GData

Previous Topic Next Topic
 
classic Classic list List threaded Threaded
16 messages Options
Reply | Threaded
Open this post in threaded view
|

GData

Doug Cutting
How hard would it be to build a GData server using Solr?  An
open-source, Lucene-based GData server would be a good thing to have.
Does this fit in Solr, or should it be a separate project?

http://code.google.com/apis/gdata/overview.html

Another summer of code project?

Doug
Reply | Threaded
Open this post in threaded view
|

Re: GData

Erik Hatcher
It would require some work to add this to Solr, but not a huge  
effort.  One of the most crucial missing pieces that I'm beginning to  
feel a strong need for is being able to update a single field in a  
Lucene index.  I notice the GData protocol supports this:

        <http://code.google.com/apis/gdata/protocol.html#Updating-an-entry>

So to turn it around to ask you a question, what would it take to  
allow a Lucene document to be "updatable" at the field granularity,  
such that no other fields need to be specified again?

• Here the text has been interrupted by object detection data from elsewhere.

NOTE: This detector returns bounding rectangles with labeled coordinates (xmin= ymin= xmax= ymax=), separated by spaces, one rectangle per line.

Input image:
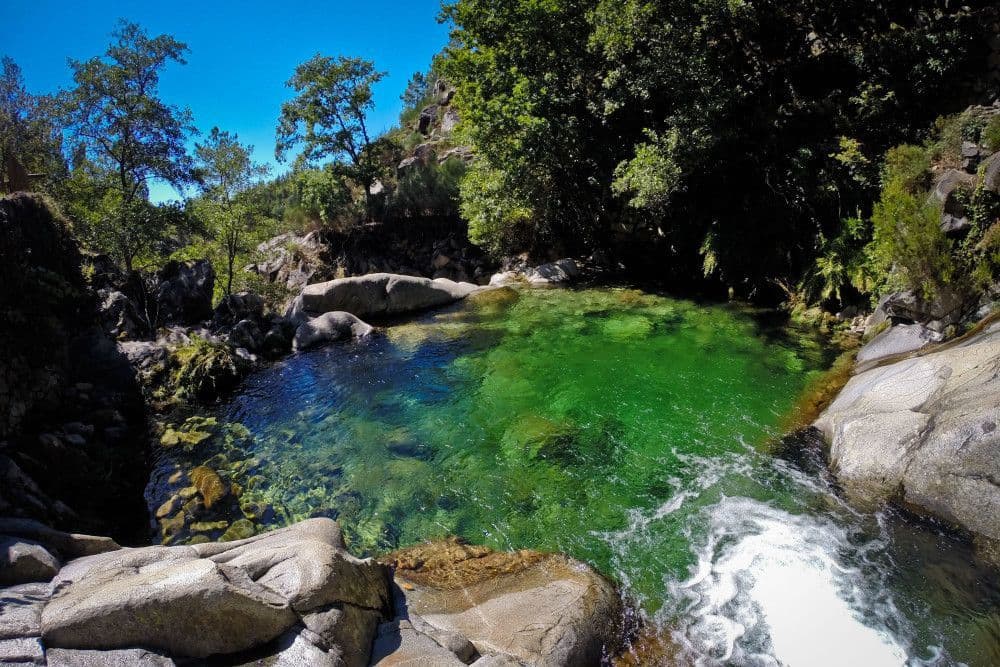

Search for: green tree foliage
xmin=440 ymin=0 xmax=604 ymax=251
xmin=442 ymin=0 xmax=990 ymax=293
xmin=61 ymin=21 xmax=194 ymax=271
xmin=868 ymin=179 xmax=955 ymax=299
xmin=399 ymin=72 xmax=435 ymax=110
xmin=0 ymin=56 xmax=66 ymax=192
xmin=387 ymin=158 xmax=466 ymax=220
xmin=195 ymin=127 xmax=268 ymax=295
xmin=275 ymin=54 xmax=385 ymax=218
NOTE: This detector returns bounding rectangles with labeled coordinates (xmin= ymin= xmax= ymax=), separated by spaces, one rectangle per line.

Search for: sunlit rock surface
xmin=816 ymin=323 xmax=1000 ymax=542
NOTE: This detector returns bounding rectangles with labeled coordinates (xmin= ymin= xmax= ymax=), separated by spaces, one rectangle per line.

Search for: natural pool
xmin=150 ymin=289 xmax=1000 ymax=665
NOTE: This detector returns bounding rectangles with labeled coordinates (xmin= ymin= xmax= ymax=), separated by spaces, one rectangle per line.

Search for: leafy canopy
xmin=61 ymin=21 xmax=195 ymax=270
xmin=275 ymin=54 xmax=385 ymax=215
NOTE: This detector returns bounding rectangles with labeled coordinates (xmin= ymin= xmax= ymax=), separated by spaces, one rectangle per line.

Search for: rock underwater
xmin=285 ymin=273 xmax=482 ymax=323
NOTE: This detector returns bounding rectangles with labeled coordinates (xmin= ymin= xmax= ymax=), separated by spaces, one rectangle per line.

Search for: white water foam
xmin=668 ymin=498 xmax=907 ymax=667
xmin=601 ymin=450 xmax=942 ymax=667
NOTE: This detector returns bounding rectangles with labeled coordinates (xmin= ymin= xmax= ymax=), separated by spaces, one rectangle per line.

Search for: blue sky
xmin=0 ymin=0 xmax=448 ymax=201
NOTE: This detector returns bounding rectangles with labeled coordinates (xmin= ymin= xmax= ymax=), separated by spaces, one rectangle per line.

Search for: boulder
xmin=260 ymin=318 xmax=297 ymax=358
xmin=292 ymin=310 xmax=374 ymax=352
xmin=0 ymin=535 xmax=59 ymax=585
xmin=247 ymin=232 xmax=326 ymax=290
xmin=371 ymin=618 xmax=468 ymax=667
xmin=396 ymin=155 xmax=423 ymax=174
xmin=229 ymin=320 xmax=264 ymax=352
xmin=155 ymin=259 xmax=215 ymax=324
xmin=438 ymin=146 xmax=476 ymax=164
xmin=814 ymin=323 xmax=1000 ymax=543
xmin=441 ymin=107 xmax=459 ymax=134
xmin=490 ymin=258 xmax=580 ymax=286
xmin=286 ymin=273 xmax=480 ymax=323
xmin=857 ymin=324 xmax=942 ymax=364
xmin=42 ymin=558 xmax=296 ymax=657
xmin=373 ymin=540 xmax=623 ymax=665
xmin=212 ymin=292 xmax=264 ymax=327
xmin=97 ymin=289 xmax=146 ymax=340
xmin=931 ymin=169 xmax=976 ymax=217
xmin=0 ymin=581 xmax=49 ymax=639
xmin=980 ymin=152 xmax=1000 ymax=193
xmin=35 ymin=519 xmax=389 ymax=665
xmin=0 ymin=637 xmax=45 ymax=667
xmin=0 ymin=518 xmax=121 ymax=560
xmin=875 ymin=288 xmax=967 ymax=331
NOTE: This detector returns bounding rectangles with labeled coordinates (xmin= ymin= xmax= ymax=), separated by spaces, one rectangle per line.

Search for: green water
xmin=153 ymin=289 xmax=1000 ymax=665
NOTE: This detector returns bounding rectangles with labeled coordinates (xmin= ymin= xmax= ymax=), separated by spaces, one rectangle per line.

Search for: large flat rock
xmin=286 ymin=273 xmax=481 ymax=323
xmin=375 ymin=540 xmax=622 ymax=666
xmin=814 ymin=323 xmax=1000 ymax=543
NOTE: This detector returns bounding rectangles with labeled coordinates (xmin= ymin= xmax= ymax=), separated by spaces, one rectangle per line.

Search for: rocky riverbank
xmin=0 ymin=519 xmax=624 ymax=667
xmin=814 ymin=316 xmax=1000 ymax=563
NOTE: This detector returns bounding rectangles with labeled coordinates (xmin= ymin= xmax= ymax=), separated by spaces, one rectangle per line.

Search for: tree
xmin=0 ymin=56 xmax=66 ymax=192
xmin=440 ymin=0 xmax=996 ymax=295
xmin=195 ymin=127 xmax=268 ymax=295
xmin=275 ymin=54 xmax=385 ymax=220
xmin=62 ymin=21 xmax=195 ymax=271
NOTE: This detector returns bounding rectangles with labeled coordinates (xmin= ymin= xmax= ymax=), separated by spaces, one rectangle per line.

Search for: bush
xmin=882 ymin=144 xmax=931 ymax=195
xmin=386 ymin=158 xmax=466 ymax=219
xmin=170 ymin=336 xmax=246 ymax=401
xmin=867 ymin=179 xmax=955 ymax=299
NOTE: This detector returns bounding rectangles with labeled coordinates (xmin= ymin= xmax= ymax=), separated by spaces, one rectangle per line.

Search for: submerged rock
xmin=292 ymin=311 xmax=374 ymax=352
xmin=490 ymin=258 xmax=580 ymax=286
xmin=372 ymin=539 xmax=623 ymax=665
xmin=815 ymin=323 xmax=1000 ymax=543
xmin=857 ymin=324 xmax=943 ymax=364
xmin=155 ymin=259 xmax=215 ymax=324
xmin=0 ymin=535 xmax=59 ymax=584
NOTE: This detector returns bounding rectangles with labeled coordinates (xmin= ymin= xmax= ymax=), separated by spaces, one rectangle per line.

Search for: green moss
xmin=219 ymin=519 xmax=257 ymax=542
xmin=979 ymin=116 xmax=1000 ymax=153
xmin=188 ymin=466 xmax=229 ymax=508
xmin=191 ymin=521 xmax=229 ymax=533
xmin=170 ymin=336 xmax=246 ymax=400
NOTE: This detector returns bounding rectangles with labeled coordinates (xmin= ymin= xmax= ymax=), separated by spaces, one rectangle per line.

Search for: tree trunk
xmin=365 ymin=181 xmax=372 ymax=222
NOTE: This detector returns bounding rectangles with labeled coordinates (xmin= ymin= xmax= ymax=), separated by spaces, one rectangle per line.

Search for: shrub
xmin=170 ymin=336 xmax=246 ymax=401
xmin=867 ymin=179 xmax=955 ymax=299
xmin=459 ymin=161 xmax=535 ymax=256
xmin=387 ymin=158 xmax=466 ymax=218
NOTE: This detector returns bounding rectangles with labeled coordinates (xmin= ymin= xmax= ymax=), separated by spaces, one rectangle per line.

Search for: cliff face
xmin=0 ymin=193 xmax=147 ymax=541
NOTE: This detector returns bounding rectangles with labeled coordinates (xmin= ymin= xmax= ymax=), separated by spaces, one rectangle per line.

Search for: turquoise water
xmin=150 ymin=289 xmax=1000 ymax=665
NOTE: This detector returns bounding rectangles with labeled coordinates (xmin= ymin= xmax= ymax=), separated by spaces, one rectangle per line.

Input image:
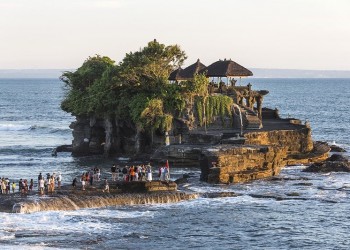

The idea of using HTTP 1.1 PUT/DELETE methods has been discussed for  
Solr before, and I think it'd be a great idea to support Atom and  
GData, and perhaps even "legacy" RSS.  Currently Solr's request and  
response handling are pretty intertwined with the rest of the system  
and some decoupling needs to take place to facilitate plug-ability in  
the external interfaces.  Nothing too awfully difficult I don't  
think, but not something that is currently possible out of the box.

        Erik



On Apr 20, 2006, at 11:59 AM, Doug Cutting wrote:

> How hard would it be to build a GData server using Solr?  An open-
> source, Lucene-based GData server would be a good thing to have.  
> Does this fit in Solr, or should it be a separate project?
>
> http://code.google.com/apis/gdata/overview.html
>
> Another summer of code project?
>
> Doug

Reply | Threaded
Open this post in threaded view
|

Re: GData

Yonik Seeley
On 4/20/06, Erik Hatcher <[hidden email]> wrote:
> So to turn it around to ask you a question, what would it take to
> allow a Lucene document to be "updatable" at the field granularity,
> such that no other fields need to be specified again?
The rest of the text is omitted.